Ethel Ludington’s love of flowers would later find expression in the luxuriant formal gardens she designed at her Clovelly estate near Philadelphia and in her contributions to the Philadelphia Garden Club. At age 32, when she spent most of July in Gloucester sitting for Miss Beaux’s portrait, she selected from her extensive wardrobe a diaphanous black jacket of old lace and gauzy square-neck white blouse. As accessories, she chose an emerald pendant, a slender vine-like green scarf that twined into her lap, and a pair of white camellias to decorate her glossy black hair. “Ethel showed us last evening a Kodak of her portrait in the charcoal stage just to show the pose & outlines. It was very spirited, & promises well,” a family member noted in early August.[5]

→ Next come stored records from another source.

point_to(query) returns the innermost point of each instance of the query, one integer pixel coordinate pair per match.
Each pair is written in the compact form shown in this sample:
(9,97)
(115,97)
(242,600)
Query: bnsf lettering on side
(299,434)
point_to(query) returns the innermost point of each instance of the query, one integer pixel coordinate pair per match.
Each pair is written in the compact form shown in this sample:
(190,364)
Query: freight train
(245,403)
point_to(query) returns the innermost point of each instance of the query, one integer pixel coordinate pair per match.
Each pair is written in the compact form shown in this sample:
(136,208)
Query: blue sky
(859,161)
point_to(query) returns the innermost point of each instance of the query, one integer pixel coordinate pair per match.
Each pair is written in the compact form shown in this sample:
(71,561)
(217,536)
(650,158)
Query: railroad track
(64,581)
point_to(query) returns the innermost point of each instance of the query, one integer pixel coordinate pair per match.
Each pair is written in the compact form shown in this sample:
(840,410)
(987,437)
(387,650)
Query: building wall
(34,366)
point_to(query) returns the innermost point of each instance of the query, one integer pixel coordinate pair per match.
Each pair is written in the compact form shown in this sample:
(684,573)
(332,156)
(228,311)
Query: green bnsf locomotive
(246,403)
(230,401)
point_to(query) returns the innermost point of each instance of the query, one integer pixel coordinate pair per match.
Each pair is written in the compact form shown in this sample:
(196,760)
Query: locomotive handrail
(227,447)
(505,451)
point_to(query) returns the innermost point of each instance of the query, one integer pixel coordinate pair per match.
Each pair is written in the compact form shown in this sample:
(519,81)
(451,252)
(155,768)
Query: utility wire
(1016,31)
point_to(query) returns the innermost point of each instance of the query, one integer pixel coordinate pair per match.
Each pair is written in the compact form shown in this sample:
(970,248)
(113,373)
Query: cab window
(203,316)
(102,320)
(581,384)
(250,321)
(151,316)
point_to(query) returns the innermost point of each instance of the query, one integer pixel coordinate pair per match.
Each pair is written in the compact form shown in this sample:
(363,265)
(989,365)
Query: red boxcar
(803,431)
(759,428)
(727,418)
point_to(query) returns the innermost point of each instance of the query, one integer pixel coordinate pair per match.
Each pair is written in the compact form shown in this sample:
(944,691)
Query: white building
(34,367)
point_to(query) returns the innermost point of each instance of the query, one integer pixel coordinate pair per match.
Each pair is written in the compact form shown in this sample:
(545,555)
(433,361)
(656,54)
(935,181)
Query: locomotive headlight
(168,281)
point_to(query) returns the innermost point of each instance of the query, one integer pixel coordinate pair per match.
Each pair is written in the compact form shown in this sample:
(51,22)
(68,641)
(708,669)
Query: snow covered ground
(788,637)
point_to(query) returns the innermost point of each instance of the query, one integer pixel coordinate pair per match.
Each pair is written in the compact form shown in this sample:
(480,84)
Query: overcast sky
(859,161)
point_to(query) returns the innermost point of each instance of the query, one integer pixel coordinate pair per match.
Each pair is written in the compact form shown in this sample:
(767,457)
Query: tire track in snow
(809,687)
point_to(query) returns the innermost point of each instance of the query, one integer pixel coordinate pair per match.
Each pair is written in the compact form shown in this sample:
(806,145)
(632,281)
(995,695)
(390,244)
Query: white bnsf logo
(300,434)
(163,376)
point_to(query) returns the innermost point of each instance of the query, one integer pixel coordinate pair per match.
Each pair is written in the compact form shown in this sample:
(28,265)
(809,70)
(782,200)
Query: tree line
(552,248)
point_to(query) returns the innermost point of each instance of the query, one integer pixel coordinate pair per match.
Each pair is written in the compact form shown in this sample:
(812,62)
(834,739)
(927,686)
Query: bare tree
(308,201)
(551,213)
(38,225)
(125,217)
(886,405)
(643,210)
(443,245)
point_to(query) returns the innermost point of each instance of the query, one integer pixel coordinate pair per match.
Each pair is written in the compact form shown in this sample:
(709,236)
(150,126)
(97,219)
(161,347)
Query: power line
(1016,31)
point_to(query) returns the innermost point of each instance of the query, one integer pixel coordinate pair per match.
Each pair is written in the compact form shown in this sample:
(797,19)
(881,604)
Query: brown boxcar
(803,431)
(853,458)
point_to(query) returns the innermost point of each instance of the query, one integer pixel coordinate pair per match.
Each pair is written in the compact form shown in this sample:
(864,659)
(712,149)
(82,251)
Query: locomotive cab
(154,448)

AAA_beauceci_5841 Cecilia Beaux

Cecilia Beaux on her terrace, Gloucester, 1911. Cecilia Beaux Papers, Archives of American Art, Smithsonian Institution

Gardens Clovelly Ludington

Clovelly gardens, Ardmore, Pennsylvania, ca. 1915. Ethel Saltus Ludington (memorial booklet), privately published, n.d. Object files, Florence Griswold Museum, Gift of the Ludington Family

 

[1] Ethel Saltus Ludington diaries, passim, Ludington Family Collection.

[2] “A Beautiful Charity: Opening Day at the Flower and Fruit Missions,” The New York Times, May 6, 1879.

[3] Katharine Ludington to Helen Gilman Noyes, September 1887, Brown Gilman Family Papers, New York Public Library.

[4] Christian Work Newspaper 57:410 (September 13, 1894).

[5] Helen Abia Gilman Noyes to Helen Gilman Noyes Brown, August 3, 1903, Brown Gilman Family Papers, New York Public Library.